J. Rivers and J. C. Ashton
Active marijuana extracts and synthetic analogues, referred to as cannabinoids, elicit their effects through two described cannabinoid receptors. Cannabinoid receptor type 1 (CBI) found ubiquitously throughout the central nervous system (CNS), and cannabinoid receptor type 2 (CBII) found primarily in systemic immune cells. Selective agonists of the CBII receptor produce an immunosuppressant effect without any of the psycho-active effects seen during CBI receptor activation. Some research suggests that administration of CBII agonists before neurological injury may offer some neuroprotection through an anti-inflammatory mechanism. Our research aimed to investigate whether a clinically significant paradigm, of post injury drug administration, would offer neuroprotection in a rat model of early childhood ischemic insult. The model Variable hypoxia ischemia (VHI) was established in our lab and involves a unilateral ligation of the left carotid artery, followed by a period of hypoxia (8%oxygen 72%nitrogen) until a clonic tonic seizure was induced. Drug administration began 30 minutes after VHI and infarction volumes were assessed 15 days after VHI. No neuroprotection was seen when a selective CBII partial agonist (GW 405833) or a selective CBII full agonist (HU 910) was administered using either a single dose of 3mg/kg or with 6 daily doses of 10mg/kg. Unexpectedly one of vehicles used in this study that contained cyclodextrin 25% (w/v) was found to be neuroprotective with a 30.7% reduction in infarction volume when compared to a no vehicle control. This finding is consistent with research that suggests that cyclodextrin reduces excitotoxicity by lowering cholesterol levels at the synaptic cleft, thereby altering glutamate receptivity.

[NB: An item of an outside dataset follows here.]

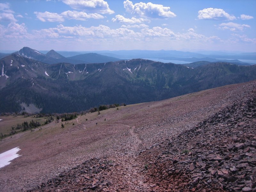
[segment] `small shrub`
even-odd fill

Effect of the Cannabinoid CBII Receptor Partial Agonist Gw405833 on Neurological Damage Caused by Hypoxia Ischemia in Rats
Jack Rivers, John Ashton
Two G-protein coupled cannabinoid receptors have been described in mammals. Cannabinoid receptor type 1 (CBI) is ubiquitously expressed in the central nervous system (CNS), whereas cannabinoid receptor type 2 (CBII) is expressed chiefly in systemic immune cells. Cannabinoids that activate both receptors have been long known to have therapeutic effects that include suppression of inflammation and pain, and regulation of nausea, emesis and appetite. More recently, cannabinoids have been shown to be neuroprotective in various animal models. However, the use of cannabinoids as therapeutic drugs has been limited by their psychoactive side-effects, caused by activation of CBI. Following the recent discovery of CBII receptor expression in the CNS, together with evidence to suggest that activation of the CBII receptor causes few or no psychoactive effects, we have investigated whether specific CBII activation is neuroprotective. We therefore tested whether a CBII selective partial agonist GW405833 is neuroprotective in a rat model of hypoxia-ischemia (HI). 26 day old rats (n = 7-8) were administered with 3mg/kg GW405833 or vehicle (i.p) either before or immediately following HI. Neurological damage was assessed at 3 days and 15 days following treatment. Rats administered GW405833 had a reduction in the loss of hemisphere at 15 days post HI (vehicle 8.4% +–0.89% loss of volume, 3 mg/kg GW405833 4.1%. +– 0.64% loss of volume, P=0.001). Our results demonstrate that CBII activation is neuroprotective in the chronic phase of injury following HI and that CBII is a potential target for the treatment of cerebral ischemia.